Despite the fact this is the law, many freelance journalists have found companies ignore these charges.

“I waited months for a payment from a big glossy women’s magazine. I chased and, in the end, decided to charge a late payment fee. The publication immediately processed my invoice but they completely ignored my late payment fee and all subsequent emails about it” said journalist Vicky Spratt.


“I felt insignificant, frustrated and, ultimately, out of pocket because when you’re freelance time is money and I had spent so much trying to get to the bottom of why I hadn’t been paid for completed work,” she added.

Others said they cannot even issue a fee. “I feel unable to add the late fee charge because I may lose work with that editor in future,” one journalist said.

“Unless you’re really on good terms with the person who commissioned you, you feel wary next time you pitch,” another journalist said. “As much as chasing invoices costs money, so does sending pitches to people you think are pretty certain won’t take it on the basis they think you’re rude or grabby. That worry amplifies a lot.”

We are calling upon media outlets to commit to paying their freelancers within 30 days. If they miss this deadline, they must pay the statutory late payment fee as defined by the Late Payment of Commercial Debts (Interest) Act 1998.

3. Update not fit-for-purpose payment systems

Freelancers routinely come up against payment systems that are not in line with modern working practices.

“A huge publishers’ finance dept told me that there was ‘confusion’ because I’d filed one invoice for £200 and another for £500 and because one had been paid they didn’t pay the other one,” one freelancer said.
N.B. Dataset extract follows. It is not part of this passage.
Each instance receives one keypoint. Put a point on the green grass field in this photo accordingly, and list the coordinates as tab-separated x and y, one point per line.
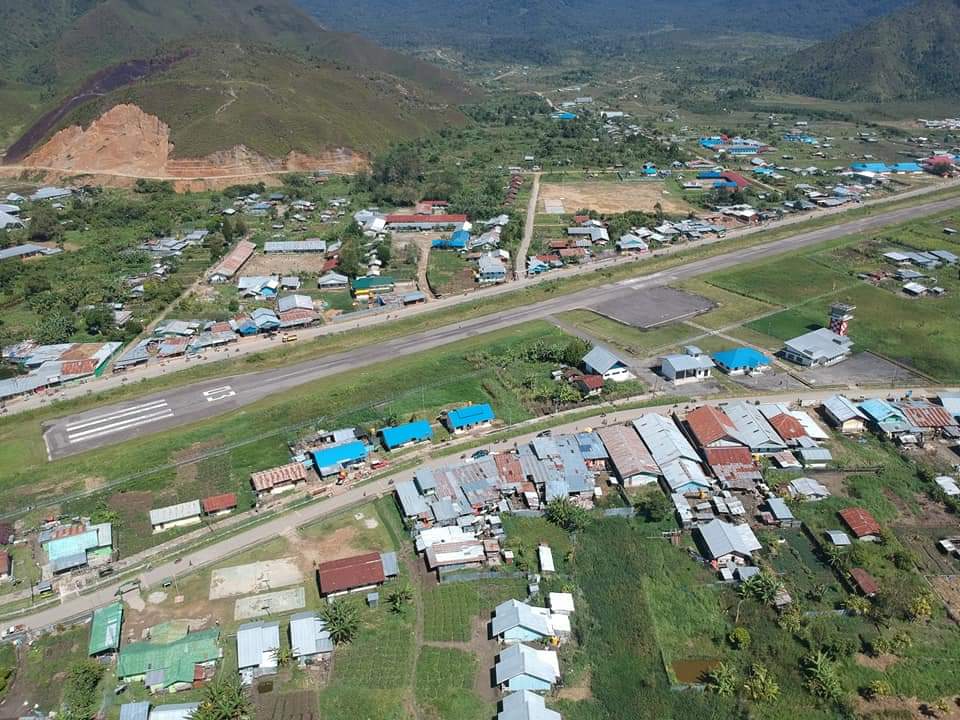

Time pressures on editors and a lack of communication between internal departments often leave freelancers to fall between the digital cracks. “It’s quite common for editors to say they think they’ve put something through, when they haven’t, or to say they will put it through the next day and then forget,” another journalist said.

We are calling upon media outlets to review their freelancer payment systems to identify where the bottlenecks are and to address them.

Journalism faces an uncertain future at a time when civic engagement is needed more than ever. Sustaining the industry starts with us working together to ensure all journalists have the systems in place to do their best work. Let’s start with the fair treatment of freelancers.